Red: Cinnabar coach guy + Trainer-Fly north of Cinnabar: D7E9

Red: PC and Trainer-Fly west of Celadon:  D7DF

Red: "Tons of Pokémon stuff" in Celadon Mart + Trainer-Fly left of Celadon: D717

Non-text box opening map scripts:

Non-text box opening scripts are values for individual map scripts from D5F1 onward that are not relevant to maps with Trainers, and/or are not 01 (because 01 means a normal script that opens up a text box and gives an encounter like Trainer-Fly). They can only be accessed with stored item underflow, the walking lag glitch, or further arbitrary code execution.

I'm looking/checking if you can get any good script locations (such as in your items, I wish) with box item underflow or the walking lag glitch.

Route 4: Jack-Fly from the Paras Trainer, change boxes, reset, return, talk to her again, and beat her. This made the game execute F0F5 (i.e. D0F5).

Re: Trainer-Fly/Box underflow available text boxes that execute arbitrary script

Posted by: luckytyphlosion
Date: 2015-04-18 13:04:06
Just posting this here since it's relevant to the current topic, but it is possible to write any byte to any location using a custom text pointer.

Setup:
1. Walk to an NPC with TextID of 0 (I chose the boy talking to the girl on Route 6)
2. Change Text Pointer (endianness) to the location with your text pointers (For me, my text pointers were inserted in D371.)
3. At the location where the text pointer points to, put the same address of the text pointer + 2. (D373)
4. Place the following bytes starting from the address written above.


AAAA = Address to write bytes to. (with endianness)
03AAAA00<bytestowrite>5050


Unfortunately, it's impossible to copy bytes that correspond to text commands, so this may not be a suitable approach for writing bytes.
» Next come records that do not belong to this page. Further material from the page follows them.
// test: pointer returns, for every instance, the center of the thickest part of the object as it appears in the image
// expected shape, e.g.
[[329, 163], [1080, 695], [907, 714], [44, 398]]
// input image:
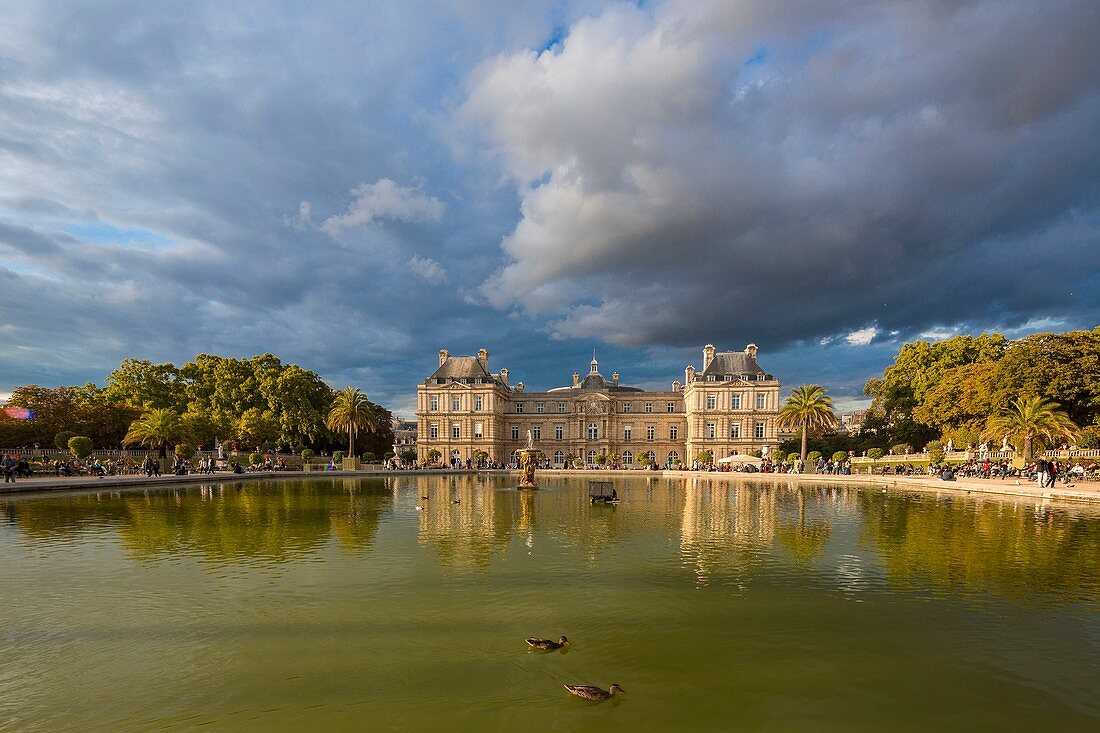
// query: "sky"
[[353, 186]]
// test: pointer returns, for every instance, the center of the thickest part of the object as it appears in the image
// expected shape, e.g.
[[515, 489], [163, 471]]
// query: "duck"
[[546, 644], [593, 692]]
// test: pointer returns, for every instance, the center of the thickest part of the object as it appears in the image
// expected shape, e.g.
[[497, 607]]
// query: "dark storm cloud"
[[355, 186], [897, 164]]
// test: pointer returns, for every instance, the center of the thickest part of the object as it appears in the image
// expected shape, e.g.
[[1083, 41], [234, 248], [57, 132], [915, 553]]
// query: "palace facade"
[[727, 406]]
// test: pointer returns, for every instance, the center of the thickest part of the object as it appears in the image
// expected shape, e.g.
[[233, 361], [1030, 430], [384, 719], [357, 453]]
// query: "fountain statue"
[[527, 465]]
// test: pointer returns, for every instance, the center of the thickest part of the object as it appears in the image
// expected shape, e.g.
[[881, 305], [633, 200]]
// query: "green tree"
[[80, 446], [1030, 419], [807, 409], [156, 428], [351, 412]]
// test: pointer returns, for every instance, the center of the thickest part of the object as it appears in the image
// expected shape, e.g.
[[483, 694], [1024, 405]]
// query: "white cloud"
[[428, 269], [303, 219], [385, 199], [862, 337]]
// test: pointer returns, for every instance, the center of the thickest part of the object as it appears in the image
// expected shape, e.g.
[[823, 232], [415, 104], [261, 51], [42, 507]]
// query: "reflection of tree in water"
[[470, 533], [804, 540], [354, 517], [61, 518], [274, 521], [726, 528], [1015, 548]]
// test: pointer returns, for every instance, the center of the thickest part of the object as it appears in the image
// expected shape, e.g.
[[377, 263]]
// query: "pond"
[[339, 604]]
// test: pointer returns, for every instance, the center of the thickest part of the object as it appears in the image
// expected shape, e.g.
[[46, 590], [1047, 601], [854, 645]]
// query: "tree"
[[1030, 419], [351, 412], [807, 409], [80, 446], [156, 428]]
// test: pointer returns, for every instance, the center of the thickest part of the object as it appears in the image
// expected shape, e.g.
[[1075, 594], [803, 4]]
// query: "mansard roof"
[[461, 368]]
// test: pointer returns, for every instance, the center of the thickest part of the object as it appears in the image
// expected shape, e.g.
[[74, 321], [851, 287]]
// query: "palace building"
[[727, 406]]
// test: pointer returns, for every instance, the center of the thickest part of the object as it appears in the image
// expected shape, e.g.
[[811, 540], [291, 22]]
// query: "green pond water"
[[337, 604]]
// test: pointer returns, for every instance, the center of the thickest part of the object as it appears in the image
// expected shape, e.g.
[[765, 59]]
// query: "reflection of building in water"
[[725, 527], [466, 534]]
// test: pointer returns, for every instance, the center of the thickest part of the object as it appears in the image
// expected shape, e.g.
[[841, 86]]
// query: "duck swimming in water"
[[546, 644], [593, 692]]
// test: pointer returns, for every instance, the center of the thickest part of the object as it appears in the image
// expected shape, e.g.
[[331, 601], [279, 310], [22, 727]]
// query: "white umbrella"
[[741, 459]]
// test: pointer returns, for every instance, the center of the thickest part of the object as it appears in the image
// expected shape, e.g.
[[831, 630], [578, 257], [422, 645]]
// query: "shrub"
[[935, 451], [80, 446]]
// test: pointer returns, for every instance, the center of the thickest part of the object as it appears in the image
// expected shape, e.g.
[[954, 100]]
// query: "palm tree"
[[156, 428], [351, 411], [810, 409], [1030, 418]]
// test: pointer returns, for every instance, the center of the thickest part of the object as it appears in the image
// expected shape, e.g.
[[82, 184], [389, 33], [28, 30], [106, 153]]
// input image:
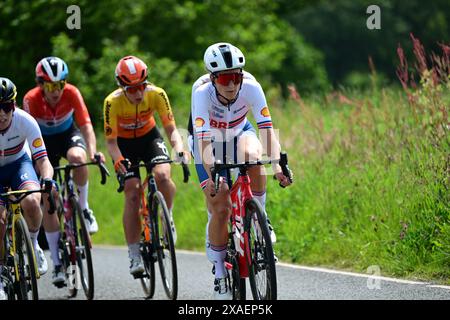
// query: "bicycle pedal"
[[10, 261], [60, 285], [140, 276]]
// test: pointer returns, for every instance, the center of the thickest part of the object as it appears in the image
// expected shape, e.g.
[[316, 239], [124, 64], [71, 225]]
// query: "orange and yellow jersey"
[[126, 120]]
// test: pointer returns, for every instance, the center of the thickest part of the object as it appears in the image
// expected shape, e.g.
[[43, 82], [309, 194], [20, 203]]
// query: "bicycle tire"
[[26, 262], [262, 271], [83, 249], [165, 246], [148, 280]]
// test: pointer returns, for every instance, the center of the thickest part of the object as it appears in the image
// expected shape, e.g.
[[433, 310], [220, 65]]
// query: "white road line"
[[316, 269]]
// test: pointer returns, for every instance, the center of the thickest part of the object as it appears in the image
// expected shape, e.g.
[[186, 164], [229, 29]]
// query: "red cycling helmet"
[[131, 71]]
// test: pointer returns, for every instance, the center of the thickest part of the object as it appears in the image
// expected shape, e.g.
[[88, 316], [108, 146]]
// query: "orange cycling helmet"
[[131, 71]]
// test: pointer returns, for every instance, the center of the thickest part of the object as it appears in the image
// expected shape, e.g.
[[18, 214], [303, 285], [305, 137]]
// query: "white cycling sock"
[[134, 250], [207, 227], [83, 193], [53, 240], [33, 236], [218, 254], [261, 197]]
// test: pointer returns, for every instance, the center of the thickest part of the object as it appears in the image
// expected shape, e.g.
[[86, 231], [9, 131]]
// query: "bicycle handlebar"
[[21, 194], [149, 165], [103, 170], [218, 166]]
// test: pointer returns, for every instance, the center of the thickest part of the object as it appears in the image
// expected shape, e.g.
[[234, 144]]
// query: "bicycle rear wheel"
[[262, 272], [26, 286], [165, 247], [83, 250], [147, 253]]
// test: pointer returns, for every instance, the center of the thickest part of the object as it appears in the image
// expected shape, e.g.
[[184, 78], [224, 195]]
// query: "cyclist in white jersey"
[[20, 133], [222, 131]]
Re: Trainer-Fly/Box underflow available text boxes that execute arbitrary script

Posted by: Torchickens
Date: 2015-04-18 13:13:00

Just posting this here since it's relevant to the current topic, but it is possible to write any byte to any location using a custom text pointer.

Setup:
1. Walk to an NPC with TextID of 0 (I chose the boy talking to the girl on Route 6)
2. Change Text Pointer (endianness) to the location with your text pointers (For me, my text pointers were inserted in D371.)
3. At the location where the text pointer points to, put the same address of the text pointer + 2. (D373)
4. Place the following bytes starting from the address written above.


AAAA = Address to write bytes to. (with endianness)
03AAAA00<bytestowrite>5050


Unfortunately, it's impossible to copy bytes that correspond to text commands, so this may not be a suitable approach for writing bytes.


Cool. Thanks for sharing.

Well, I just went through many (probably all but I'm unsure) routes with Trainers in Yellow, and the Route 4 one was the only one that executed arbitrary code for 'walking lag glitch' that isn't in a place like VRAM or SRAM. Aww.

I haven't been through absolutely every route with Trainers that can have the "!" yet. I tried Fighting Dojo and I got the script for beating the Fighting Dojo master without beating him. I tried the entrance of Victory Road and got a freeze. I tried the entrance to Rock Tunnel from Lavender Town and had to deal with many glitch sounds. Eventually the game jumped to A025; and BGB thought that was an FF, so you can probably guess what happened; a 00 39 freeze.